Its been hailed as the next space race and the drive to conquer the quantum world is perhaps the most fiercely competitive in technology. China and the US have both invested billions in developing new ways to exploit the strange laws of physics that quantum effects give access to. The promise is a new era of computing and communication and, of course, undreamed-of riches.

In all the excitement, one part of the world is being left behind. Europe has a rich history of innovation in quantum physics but has begun to fall behind its global competitors in recent years.

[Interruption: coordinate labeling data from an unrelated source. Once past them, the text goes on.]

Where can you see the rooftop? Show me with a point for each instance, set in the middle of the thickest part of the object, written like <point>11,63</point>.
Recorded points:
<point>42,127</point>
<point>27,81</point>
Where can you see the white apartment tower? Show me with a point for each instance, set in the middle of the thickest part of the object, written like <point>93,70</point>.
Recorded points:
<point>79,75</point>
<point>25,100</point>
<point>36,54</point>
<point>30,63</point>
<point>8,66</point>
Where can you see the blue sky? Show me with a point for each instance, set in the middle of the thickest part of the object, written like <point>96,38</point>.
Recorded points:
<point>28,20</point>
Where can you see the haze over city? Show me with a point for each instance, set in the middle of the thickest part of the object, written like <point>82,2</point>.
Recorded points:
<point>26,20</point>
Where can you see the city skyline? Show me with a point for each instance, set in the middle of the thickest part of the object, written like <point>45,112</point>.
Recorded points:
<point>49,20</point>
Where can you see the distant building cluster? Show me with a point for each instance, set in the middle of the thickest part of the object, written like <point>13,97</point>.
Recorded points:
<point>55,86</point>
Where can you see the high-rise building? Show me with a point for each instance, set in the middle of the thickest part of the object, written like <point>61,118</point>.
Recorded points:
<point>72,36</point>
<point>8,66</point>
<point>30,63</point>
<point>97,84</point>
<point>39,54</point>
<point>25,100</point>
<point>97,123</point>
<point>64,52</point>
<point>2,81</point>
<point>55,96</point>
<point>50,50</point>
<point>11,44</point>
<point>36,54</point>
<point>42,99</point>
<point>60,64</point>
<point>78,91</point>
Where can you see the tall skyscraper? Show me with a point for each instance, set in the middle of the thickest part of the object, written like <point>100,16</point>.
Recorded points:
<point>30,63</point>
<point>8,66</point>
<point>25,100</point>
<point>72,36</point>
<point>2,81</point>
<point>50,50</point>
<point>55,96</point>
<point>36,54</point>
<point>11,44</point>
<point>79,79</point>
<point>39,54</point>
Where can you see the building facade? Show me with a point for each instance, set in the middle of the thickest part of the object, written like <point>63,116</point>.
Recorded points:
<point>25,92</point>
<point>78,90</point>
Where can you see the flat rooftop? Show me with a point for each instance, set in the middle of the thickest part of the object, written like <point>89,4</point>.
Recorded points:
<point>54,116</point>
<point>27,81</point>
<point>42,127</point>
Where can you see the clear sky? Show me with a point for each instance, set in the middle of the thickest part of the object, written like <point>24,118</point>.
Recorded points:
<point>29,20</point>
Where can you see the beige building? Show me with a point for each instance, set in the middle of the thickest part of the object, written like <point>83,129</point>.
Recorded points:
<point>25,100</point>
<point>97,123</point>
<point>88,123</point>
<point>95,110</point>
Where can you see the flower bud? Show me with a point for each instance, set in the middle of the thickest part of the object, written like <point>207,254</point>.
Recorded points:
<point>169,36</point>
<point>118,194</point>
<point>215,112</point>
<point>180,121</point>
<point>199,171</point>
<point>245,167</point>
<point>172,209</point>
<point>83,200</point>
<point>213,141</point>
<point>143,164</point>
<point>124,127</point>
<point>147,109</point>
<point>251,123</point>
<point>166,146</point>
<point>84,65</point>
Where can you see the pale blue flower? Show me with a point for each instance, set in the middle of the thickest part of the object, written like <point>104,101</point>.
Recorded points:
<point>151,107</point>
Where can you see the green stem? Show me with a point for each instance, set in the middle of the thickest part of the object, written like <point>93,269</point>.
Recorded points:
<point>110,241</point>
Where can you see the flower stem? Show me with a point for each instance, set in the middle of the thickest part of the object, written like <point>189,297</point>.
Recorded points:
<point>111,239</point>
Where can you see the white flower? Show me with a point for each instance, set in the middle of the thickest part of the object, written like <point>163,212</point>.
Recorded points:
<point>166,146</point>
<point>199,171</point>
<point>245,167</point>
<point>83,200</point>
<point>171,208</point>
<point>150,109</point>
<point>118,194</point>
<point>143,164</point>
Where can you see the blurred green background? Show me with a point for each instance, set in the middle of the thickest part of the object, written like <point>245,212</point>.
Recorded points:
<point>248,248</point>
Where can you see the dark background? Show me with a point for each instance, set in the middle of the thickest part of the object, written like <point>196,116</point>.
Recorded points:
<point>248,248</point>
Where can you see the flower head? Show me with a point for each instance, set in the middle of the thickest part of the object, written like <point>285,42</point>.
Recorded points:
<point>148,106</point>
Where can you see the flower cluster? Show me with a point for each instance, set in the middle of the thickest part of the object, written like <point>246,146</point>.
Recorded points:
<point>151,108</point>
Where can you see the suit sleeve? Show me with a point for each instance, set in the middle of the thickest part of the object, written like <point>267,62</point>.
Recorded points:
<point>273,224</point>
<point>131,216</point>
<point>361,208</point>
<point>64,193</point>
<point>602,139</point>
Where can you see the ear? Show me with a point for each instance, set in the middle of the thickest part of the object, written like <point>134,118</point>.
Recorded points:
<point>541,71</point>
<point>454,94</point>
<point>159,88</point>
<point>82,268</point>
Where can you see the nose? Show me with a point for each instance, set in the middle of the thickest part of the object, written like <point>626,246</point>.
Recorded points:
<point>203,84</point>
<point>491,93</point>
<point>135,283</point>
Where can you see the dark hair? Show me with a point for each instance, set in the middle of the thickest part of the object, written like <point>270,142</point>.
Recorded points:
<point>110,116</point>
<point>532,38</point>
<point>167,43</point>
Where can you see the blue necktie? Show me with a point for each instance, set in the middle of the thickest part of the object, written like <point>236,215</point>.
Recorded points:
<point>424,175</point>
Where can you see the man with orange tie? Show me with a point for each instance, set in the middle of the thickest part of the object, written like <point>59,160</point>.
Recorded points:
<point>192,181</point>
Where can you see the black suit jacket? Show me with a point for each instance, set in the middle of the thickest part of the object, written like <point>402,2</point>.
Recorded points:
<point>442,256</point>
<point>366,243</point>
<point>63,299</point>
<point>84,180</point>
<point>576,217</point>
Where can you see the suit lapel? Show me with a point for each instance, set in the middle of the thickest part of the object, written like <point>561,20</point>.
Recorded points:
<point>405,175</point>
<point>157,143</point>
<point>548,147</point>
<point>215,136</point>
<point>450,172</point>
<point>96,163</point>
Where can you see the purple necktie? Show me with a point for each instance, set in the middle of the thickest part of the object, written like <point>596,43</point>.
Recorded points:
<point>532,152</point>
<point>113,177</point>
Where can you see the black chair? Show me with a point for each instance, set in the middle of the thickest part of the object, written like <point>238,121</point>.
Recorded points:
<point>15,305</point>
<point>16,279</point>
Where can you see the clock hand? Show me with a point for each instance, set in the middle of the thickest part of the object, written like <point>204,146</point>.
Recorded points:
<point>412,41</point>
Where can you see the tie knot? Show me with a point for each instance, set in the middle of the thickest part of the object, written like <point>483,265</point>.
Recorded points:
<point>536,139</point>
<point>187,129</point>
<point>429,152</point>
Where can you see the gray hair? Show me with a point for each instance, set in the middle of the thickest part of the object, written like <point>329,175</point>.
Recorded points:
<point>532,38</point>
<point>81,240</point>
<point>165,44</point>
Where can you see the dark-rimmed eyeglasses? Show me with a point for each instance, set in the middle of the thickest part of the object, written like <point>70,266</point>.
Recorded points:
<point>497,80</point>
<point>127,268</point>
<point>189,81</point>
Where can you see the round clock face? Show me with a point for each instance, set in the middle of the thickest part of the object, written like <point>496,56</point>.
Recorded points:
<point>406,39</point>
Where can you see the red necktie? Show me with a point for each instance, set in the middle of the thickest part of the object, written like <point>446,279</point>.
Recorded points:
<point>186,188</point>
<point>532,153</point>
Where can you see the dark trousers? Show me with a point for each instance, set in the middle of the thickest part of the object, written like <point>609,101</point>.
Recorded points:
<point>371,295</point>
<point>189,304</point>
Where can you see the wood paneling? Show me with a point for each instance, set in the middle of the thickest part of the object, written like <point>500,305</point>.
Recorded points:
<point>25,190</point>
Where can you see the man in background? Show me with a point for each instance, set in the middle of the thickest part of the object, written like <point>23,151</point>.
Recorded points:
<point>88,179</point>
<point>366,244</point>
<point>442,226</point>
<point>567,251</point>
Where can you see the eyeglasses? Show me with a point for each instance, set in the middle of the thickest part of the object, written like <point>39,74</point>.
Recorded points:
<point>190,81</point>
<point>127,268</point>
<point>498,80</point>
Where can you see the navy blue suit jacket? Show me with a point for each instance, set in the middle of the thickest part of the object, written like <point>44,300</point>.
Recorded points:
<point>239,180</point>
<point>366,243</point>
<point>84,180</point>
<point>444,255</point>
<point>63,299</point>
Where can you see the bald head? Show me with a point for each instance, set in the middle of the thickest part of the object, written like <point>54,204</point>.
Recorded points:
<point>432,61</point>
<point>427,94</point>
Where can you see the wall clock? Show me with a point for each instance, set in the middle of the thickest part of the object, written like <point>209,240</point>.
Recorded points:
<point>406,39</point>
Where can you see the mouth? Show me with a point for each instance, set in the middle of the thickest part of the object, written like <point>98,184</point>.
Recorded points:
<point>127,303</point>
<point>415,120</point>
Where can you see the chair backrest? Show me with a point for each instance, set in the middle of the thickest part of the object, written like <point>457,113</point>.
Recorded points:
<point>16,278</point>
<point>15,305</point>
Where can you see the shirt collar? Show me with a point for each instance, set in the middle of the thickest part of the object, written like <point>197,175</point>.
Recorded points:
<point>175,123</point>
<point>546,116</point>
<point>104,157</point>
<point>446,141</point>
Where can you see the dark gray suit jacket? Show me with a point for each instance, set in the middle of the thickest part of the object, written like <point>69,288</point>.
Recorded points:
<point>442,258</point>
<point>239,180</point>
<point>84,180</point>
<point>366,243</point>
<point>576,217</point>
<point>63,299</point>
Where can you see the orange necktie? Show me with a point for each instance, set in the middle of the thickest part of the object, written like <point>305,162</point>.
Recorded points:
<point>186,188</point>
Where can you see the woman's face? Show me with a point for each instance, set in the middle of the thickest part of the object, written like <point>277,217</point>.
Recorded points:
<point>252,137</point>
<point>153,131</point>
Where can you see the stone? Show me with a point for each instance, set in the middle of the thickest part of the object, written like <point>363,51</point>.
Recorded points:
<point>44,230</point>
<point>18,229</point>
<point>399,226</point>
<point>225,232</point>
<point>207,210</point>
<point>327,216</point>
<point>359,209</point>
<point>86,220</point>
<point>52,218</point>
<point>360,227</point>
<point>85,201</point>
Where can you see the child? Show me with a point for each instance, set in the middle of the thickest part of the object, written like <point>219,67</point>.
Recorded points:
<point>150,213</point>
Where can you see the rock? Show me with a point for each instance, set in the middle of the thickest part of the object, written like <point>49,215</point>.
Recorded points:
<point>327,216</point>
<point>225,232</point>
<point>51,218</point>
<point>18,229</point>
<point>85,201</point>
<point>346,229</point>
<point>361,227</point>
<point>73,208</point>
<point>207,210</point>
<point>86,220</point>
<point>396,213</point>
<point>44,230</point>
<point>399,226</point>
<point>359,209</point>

That’s why the European Commission announced in 2016 that it was investing one billion euros in a research effort known as the Quantum Technology Flagship. The goal for this project is to develop four technologies: quantum communication, quantum simulation, quantum computing, and quantum sensing. After almost two years, how is it going?

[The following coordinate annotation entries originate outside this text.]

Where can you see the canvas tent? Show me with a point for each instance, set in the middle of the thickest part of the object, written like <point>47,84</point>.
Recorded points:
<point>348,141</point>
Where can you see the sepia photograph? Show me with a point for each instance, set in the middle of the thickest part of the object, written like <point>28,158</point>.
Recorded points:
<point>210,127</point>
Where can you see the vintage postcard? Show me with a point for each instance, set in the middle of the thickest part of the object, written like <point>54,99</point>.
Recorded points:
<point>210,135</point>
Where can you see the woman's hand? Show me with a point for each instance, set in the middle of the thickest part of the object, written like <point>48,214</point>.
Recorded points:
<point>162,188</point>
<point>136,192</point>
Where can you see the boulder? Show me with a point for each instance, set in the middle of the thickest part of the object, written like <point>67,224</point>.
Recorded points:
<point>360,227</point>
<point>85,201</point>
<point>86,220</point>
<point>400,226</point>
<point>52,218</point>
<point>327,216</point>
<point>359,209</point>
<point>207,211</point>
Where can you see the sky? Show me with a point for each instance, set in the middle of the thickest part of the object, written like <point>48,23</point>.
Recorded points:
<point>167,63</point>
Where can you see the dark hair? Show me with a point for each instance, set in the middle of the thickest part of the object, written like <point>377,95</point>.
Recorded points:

We now get a glimpse thanks to the publication of the European Quantum Technologies Roadmap, an updated version of the document that sets out the project’s goals over the next 10 years. In particular, it outlines two emerging areas that have received less interest in other parts of the world—quantum software and quantum control.

These could have significant implications for the future of European quantum technologies.

Quantum Communication

The document begins by outlining the areas of focus. The first, quantum communication, offers the ability to send data from one location to another with complete privacy, guaranteed by the laws of physics. That is becoming increasingly important because another technology—quantum computing—will soon be able to break the encryption commonly used today. Secure communication is one of the foundations of modern society, enabling e-commerce and ensuring the privacy of business, government, and military communications.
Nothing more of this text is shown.